Que se passe-t-il à la Présidence de la République, où les morts s'enchaînent à un rythme inquiétant, aussi bien au sein du pool des Conseillers que du personnel d'appoint ? Le dernier week-end a été particulièrement « noir », avec les disparitions de Charles Kilosho, Directeur de Communication adjoint, Jean-Pierre Wetshi (Conseiller en charge de l'identification nationale), Julio Kapeta et Kabasele (garde du corps).

En l'espace d'une année, la liste des morts parait anormalement longue, avec notamment trois gardes du corps du Chef de l'Etat et son chauffeur tués dans le crash d'un Antonov, au Sankuru, Gilbert Mundela Fidèle ( conseiller), Jacques Ilunga (Chargé des études), Roger Kalala (chargé des études), Me Jean-Joseph Mukendi, Mgr Gérard Mulumba ( Chef de la Maison civile), Jonas Shamone, Léon Lukaku (assassiné ?), César Kalala (Conseiller), Marcellin Bilomba, etc.

Au regard de cette comptabilité macabre, les rumeurs les plus folles courent au niveau de la « ville haute », faisant état tantôt des ravages du coronavirus dans les rangs du personnel de la Présidence de la République, tantôt d'assassinats, ou encore d'empoisonnements ciblés, voire des cas d'envoûtement.

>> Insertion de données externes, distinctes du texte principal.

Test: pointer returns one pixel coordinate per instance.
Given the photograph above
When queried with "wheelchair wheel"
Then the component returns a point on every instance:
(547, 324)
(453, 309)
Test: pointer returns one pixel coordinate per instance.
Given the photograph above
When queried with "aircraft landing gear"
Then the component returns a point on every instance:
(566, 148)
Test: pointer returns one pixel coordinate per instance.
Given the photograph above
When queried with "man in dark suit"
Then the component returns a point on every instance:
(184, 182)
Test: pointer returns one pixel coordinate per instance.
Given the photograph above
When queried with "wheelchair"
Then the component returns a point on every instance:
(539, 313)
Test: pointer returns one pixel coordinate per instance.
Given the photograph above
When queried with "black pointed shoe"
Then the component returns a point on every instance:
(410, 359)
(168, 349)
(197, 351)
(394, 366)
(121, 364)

Nombre d'observateurs, au regard du flou qui entoure ces décès le plus souvent subits, souhaiteraient que le Chef de l'Etat ou son Directeur de cabinet puisse ordonner des investigations sérieuses pour obtenir de la lumière sur une hécatombe humaine qui semble loin de s'arrêter.

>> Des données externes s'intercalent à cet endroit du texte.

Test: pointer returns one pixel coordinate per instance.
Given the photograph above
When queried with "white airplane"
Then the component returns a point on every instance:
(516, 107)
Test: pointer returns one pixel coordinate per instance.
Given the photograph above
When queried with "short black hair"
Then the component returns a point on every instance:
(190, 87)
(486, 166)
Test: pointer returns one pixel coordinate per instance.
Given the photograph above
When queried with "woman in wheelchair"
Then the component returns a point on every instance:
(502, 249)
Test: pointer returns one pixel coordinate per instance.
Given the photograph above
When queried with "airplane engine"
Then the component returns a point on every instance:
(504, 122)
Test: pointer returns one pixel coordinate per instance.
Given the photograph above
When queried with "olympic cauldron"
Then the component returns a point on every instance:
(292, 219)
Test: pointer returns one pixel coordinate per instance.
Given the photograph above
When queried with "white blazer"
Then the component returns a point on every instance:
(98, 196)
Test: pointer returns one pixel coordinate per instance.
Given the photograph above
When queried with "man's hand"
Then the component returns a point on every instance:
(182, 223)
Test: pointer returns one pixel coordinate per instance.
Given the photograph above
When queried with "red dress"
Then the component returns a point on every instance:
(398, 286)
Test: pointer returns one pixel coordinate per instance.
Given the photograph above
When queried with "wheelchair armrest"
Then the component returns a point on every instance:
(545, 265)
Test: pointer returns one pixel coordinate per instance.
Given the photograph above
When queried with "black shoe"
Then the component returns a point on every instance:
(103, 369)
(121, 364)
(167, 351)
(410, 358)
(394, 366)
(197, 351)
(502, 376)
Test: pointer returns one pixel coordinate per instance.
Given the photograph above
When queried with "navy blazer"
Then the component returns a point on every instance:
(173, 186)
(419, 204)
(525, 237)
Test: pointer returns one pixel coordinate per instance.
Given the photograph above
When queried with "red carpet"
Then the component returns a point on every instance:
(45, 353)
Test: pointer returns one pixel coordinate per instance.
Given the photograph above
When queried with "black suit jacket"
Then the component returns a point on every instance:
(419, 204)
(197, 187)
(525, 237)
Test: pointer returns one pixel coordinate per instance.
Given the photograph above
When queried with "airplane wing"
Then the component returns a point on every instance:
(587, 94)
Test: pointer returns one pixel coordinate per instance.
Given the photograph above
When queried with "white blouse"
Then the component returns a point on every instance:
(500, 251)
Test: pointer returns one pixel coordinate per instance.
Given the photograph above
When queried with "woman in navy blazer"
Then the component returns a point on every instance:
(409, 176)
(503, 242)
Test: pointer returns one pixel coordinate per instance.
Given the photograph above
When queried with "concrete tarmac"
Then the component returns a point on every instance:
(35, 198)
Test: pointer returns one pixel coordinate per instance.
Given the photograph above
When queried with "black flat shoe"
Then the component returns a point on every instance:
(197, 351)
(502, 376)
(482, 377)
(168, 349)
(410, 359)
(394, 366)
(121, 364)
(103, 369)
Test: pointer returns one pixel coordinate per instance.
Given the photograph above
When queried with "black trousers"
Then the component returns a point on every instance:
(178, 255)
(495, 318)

A en croire des bruits incontrôlés qui circulent dans tous les sens, la série noire pourrait toucher d'autres hauts cadres du Cabinet du Chef de l'Etat comme des services d'appoint. Une enquête urgente serait donc nécessaire pour rassurer tout le monde, car le vent de panique est fort perceptible tant au niveau de la Cité de l'Union Africaine que du Palais de la Nation, où sont basés les différents pools de travail de la Présidence de la République.

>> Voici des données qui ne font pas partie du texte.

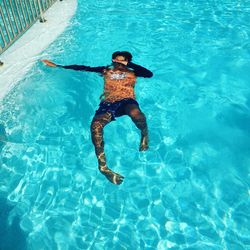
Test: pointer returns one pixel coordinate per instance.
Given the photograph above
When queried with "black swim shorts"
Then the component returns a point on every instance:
(115, 108)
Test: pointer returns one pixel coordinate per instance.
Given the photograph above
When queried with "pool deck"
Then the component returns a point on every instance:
(20, 57)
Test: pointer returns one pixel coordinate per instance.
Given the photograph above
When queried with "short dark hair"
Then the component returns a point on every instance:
(126, 54)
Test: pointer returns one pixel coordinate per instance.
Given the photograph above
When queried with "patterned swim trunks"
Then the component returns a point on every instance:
(115, 108)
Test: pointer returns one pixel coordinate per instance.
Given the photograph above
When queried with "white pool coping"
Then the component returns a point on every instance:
(19, 58)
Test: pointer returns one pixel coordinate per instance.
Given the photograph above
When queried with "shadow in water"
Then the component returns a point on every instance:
(2, 137)
(11, 235)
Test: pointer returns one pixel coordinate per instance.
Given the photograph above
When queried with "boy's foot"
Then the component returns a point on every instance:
(144, 143)
(113, 177)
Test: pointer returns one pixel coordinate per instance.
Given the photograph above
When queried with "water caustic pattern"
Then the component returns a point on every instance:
(190, 190)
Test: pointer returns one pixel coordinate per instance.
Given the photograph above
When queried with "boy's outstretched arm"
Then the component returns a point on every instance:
(76, 67)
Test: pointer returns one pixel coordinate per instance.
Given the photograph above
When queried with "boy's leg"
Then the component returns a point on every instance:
(97, 125)
(133, 111)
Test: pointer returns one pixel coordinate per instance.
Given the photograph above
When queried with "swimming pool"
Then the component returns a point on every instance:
(190, 190)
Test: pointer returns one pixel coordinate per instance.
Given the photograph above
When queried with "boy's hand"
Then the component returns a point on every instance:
(49, 63)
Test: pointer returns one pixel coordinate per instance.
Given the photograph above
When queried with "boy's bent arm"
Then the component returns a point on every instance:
(139, 70)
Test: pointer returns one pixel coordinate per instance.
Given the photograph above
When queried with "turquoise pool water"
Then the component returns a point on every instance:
(190, 190)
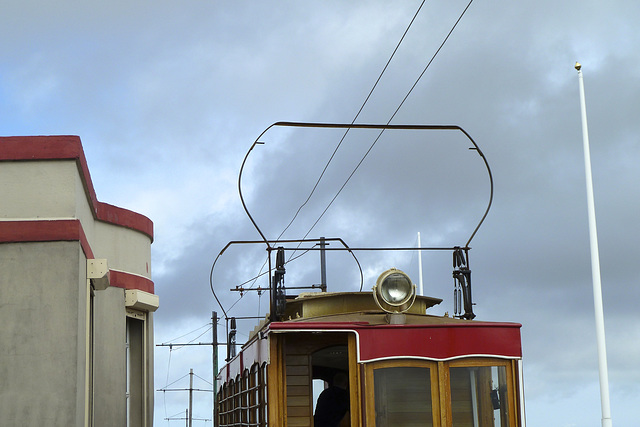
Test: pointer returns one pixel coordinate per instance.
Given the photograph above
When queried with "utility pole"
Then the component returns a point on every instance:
(214, 341)
(190, 417)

Une enquête urgente est fort souhaitée pour permettre à ceux qui se considérent désormais comme des morts en sursis, de savoir de quoi sont morts ceux qui les ont précédés dans l'au-delà, dans un milieu aussi hautement sécurisé et couvert, 24 heures sur 24, par un service médical spécialisé. Il n'est pas normal que des citoyens soient frappés par la mort, comme des mouches, dans un environnement où toutes les conditions sont réunies pour qu'ils jouissent d'une santé de fer, même si, en tant qu'humain, tout le monde est mortel.

Coronavirus, assassinats, empoisonnements, envoûtement ? L'opinion veut savoir.